The relatively small sample size may affect the applicability of the results. However, the study subjects were characterized in detail, and a structured study protocol was followed while collecting the samples and treating the preterm neonates in the NICU. All the preterm neonates received breast milk, either from donors or their own mothers, from the first day of life as recommended by the European Society of Paediatric Gastroenterology, Hepatology and Nutrition. Antibiotics were used according to the unit protocol; initial empirical antibiotics consisted of a combination of penicillin G and gentamicin. The term population chosen for the comparison was a uniform group with no neonatal antibiotic treatment, and the term fecal samples were collected during the first days of life post partum.

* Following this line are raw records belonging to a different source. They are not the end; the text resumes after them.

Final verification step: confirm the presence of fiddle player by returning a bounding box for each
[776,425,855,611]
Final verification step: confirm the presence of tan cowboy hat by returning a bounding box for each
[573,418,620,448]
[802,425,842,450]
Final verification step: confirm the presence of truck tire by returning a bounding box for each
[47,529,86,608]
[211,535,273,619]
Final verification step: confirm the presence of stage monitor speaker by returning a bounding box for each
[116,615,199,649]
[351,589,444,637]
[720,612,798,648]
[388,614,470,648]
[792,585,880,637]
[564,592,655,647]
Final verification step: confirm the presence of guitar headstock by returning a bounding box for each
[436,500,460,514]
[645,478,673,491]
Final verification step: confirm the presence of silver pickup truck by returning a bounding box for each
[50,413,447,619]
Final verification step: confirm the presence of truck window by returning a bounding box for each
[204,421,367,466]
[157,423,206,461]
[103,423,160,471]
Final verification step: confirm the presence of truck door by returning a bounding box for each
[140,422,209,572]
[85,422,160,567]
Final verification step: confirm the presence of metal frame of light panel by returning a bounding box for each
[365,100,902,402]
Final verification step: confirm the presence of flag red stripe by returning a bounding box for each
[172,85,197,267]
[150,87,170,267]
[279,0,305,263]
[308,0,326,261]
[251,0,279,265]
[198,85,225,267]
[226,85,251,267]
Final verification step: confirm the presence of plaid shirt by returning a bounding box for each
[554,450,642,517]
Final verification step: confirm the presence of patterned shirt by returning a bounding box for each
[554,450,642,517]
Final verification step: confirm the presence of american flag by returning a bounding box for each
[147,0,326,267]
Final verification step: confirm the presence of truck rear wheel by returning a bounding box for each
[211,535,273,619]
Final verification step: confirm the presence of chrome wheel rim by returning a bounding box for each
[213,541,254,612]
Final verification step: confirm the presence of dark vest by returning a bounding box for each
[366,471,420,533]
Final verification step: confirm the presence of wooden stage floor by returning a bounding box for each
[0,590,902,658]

A limitation is that the preterm samples were collected 0 to 3 days postpartum, and therefore possibly promoting a higher microbial variation and a lower bacterial biomass. In addition, the maternal fecal samples were collected after birth and were therefore affected by intrapartum antibiotic exposure. Prenatal maternal samples might have been more informative but predicting preterm delivery is difficult. The differences in the rates of cesarean section, intrapartum antibiotic exposure and fetal growth restriction between the neonates born by spontaneous or iatrogenic preterm delivery is an obvious concern. Terminating the pregnancy for an iatrogenic cause with a cesarean section delivery is more common in the cases with placental insufficiency and poor intrauterine growth, which could be seen in our patient population. However, potential confounding is ruled out by the fact that the mode of delivery, intrapartum antibiotic exposure or being small for gestational age displayed no association with the preterm gut microbiota in our analyses as independent factors. We may therefore consider our results, where the cause of prematurity emerged as the sole significant factor, reliable.

The preterm neonates in this study exhibited low microbial diversity and great variation in the gut microbiota composition. Uniform colonization patterns could not be seen, which is consistent with previously reported data. High abundance of specific bacteria, including Enterobacter, Enterococcus and Lactobacillus genus, are reportedly typical for the early preterm gut microbiota.10 The most abundant bacterial families in the preterm neonates in our study were Planococcaceae, Lactobacillaceae and Enterobacteriaceae, which all include common pathogenic bacteria. A proinflammatory, low diversity gut microbiota composition has been described earlier as typical for preterm infants.9 When compared to the term gut microbiota composition in our study, the preterm gut microbiota composition exhibited significantly lower alpha diversity, significant beta diversity clustering, and higher levels of specific proinflammatory bacteria. As previously reported, preterm infants may have delayed colonization with Bifidobacteria,23 which are thought to reduce inflammation and promote a healthy gut composition.24 Our findings regarding the microbiota differences in these two groups are therefore consistent with the previously reported data.

The connection between initial gut microbiota composition and health outcomes remains largely unknown. However, data from a study by Arboleya et al.15 suggest that the initial gut microbiota composition in preterm infants is associated with growth in the neonatal period. This finding may be of clinical significance since poor postnatal growth, a highly common problem in preterm neonates, has been linked to neurodevelopmental problems later in life. Ensuring adequate growth is a top priority in treating these fragile patients. There are studies suggesting that the early gut microbiota composition of the preterm infant may affect the later gut microbiota composition, which in turn has been linked to several clinical outcomes, including obesity25 and allergic diseases.26 Our results provide intriguing new information about the establishment and exposures connected to the initial gut microbiota establishment in preterm neonates. Future research should focus on the connections between spontaneous preterm birth, early gut microbiota composition, and short- and long-term health outcomes.